14 states hold nominating contests on Super Tuesday to determine which candidates they will nominate in the 2020 Presidential Election.
As you’re getting ready to cast your ballot, consider that how you vote can be one of the most significant climate actions you take this year.
Grist has a great comprehensive guide to the candidates and their positions on various climate policies. All of these policies are important.
But we’d like to draw your attention to one policy in particular: a carbon tax. Studies show that putting a price on carbon would make a significant dent in the climate crisis. Many viable proposals exist, but we’re a fan of the carbon fee and dividend approach. More details below.
Although it may seem that a carbon tax is far in the future, significant momentum exists. Over 40 governments worldwide have already adopted a carbon tax. Among Americans, the Associated Press and NORC Center for Public Affairs Research found that 44% of people support a carbon tax.
Do you know where your candidate stands on a carbon tax? In our Super Tuesday special, the Joro team takes a look at different types of carbon taxes and where each candidate stands.
SERVED FRESH: CARBON TAXATION 3 WAYS
Cap and Trade (e.g. California)
Cap and Trade creates a cap on how much greenhouse gas a company can emit each year, by setting a number of allowances for each company. If a company emits more than they’re allowed to, they can purchase excess permits from other companies through an open market.
Carbon Tax (e.g. Sweden, and many other countries)
A carbon tax directly sets a tax on each unit of greenhouse gas emitted. It creates an incentive for companies or households to reduce pollution when doing so costs less than paying the tax. Revenue collected from the tax goes to the government.

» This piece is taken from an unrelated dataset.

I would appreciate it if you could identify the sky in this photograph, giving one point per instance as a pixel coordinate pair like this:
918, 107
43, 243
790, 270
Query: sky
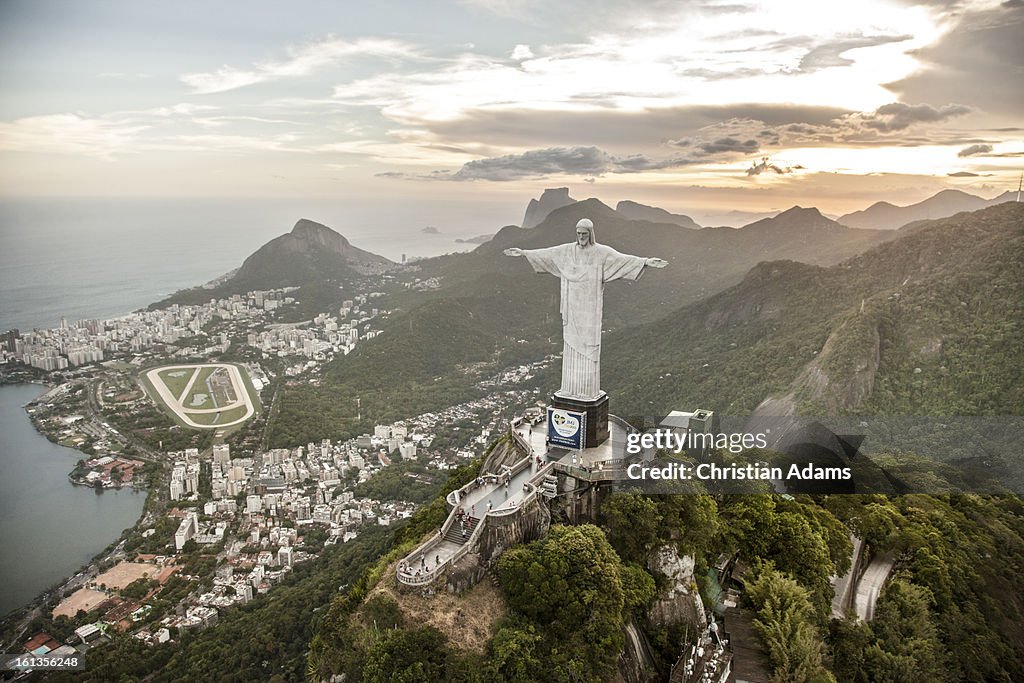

Carbon Fee and Dividend (e.g. British Columbia, Canada)
Under a Carbon Fee and Dividend, the government sets a price on fossil fuels at their point of entry into the economy (e.g. as coal, oil, or natural gas). Prices are passed down, and companies in the supply chain pay more if they use more greenhouse gases. The revenue from the carbon tax is either fully or partially redistributed to households.
ORDERS UP: THE CANDIDATES
Horses still in
Biden: Joe supports a Carbon Tax, proposing he will push congress to pass legislation by 2025.
Bloomberg: Mike plans to set emissions limits on energy production facilities (suggesting a “quota” system stricter than Cap and Trade).

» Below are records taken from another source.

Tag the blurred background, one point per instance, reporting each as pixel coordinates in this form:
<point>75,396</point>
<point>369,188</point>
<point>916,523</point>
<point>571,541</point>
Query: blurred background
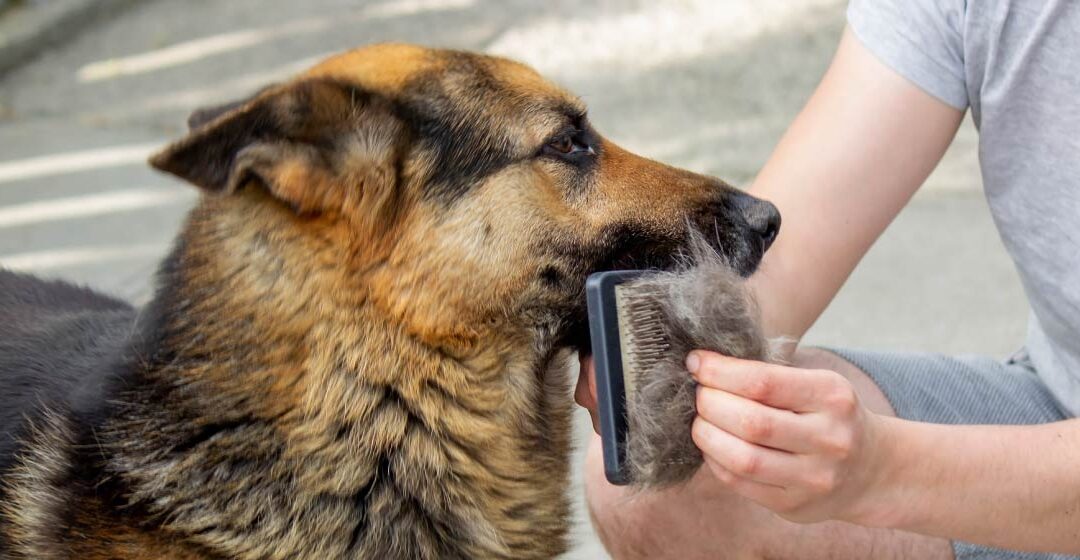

Sanders: Bernie has been an early proponent of a Carbon Tax, but recently has de-emphasized taxation, calling it one of many measures needed alongside litigation and reduction of subsidies.
Warren: Liz supports putting a price on carbon, emphasizing that companies should pay for emissions, although she doesn’t specify a specific taxation approach.

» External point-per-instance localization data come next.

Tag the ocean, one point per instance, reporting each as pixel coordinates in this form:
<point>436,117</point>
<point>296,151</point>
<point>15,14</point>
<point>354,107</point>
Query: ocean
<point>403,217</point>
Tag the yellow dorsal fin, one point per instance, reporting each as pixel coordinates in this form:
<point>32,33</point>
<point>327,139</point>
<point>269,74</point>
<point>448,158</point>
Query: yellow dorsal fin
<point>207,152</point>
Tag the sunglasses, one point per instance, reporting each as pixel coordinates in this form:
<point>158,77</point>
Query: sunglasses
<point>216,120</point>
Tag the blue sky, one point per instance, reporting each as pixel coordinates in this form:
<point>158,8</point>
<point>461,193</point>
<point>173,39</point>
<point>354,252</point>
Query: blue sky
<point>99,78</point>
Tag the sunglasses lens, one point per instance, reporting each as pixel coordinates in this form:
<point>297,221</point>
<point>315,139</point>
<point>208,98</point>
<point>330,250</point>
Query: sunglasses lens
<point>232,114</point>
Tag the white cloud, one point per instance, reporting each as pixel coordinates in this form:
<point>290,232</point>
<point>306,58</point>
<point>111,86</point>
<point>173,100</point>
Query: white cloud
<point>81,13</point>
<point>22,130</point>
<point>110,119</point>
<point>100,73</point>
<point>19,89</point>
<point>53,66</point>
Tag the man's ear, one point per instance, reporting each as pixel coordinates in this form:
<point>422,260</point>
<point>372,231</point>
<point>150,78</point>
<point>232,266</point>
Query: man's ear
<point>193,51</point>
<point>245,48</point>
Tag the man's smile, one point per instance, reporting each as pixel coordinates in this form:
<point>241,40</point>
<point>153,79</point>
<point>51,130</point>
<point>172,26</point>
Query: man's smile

Trump: Donald does not support putting a price on carbon. While in office, he has slashed estimates of the social cost of carbon, sued California over Cap and Trade, and threatened retaliation against the EU over potential carbon taxes on US goods.
Buttigieg: Pete supports a Carbon Fee and Dividend to reduce emissions and plans to extend tax credits for carbon capture.
Klobuchar: Amy would push to set a price on carbon, but has not specified if she’d support a Cap and Trade or Carbon Tax approach.
Steyer: Tom supports a Cap and Trade program to limit the greenhouse gases emitted in any given year.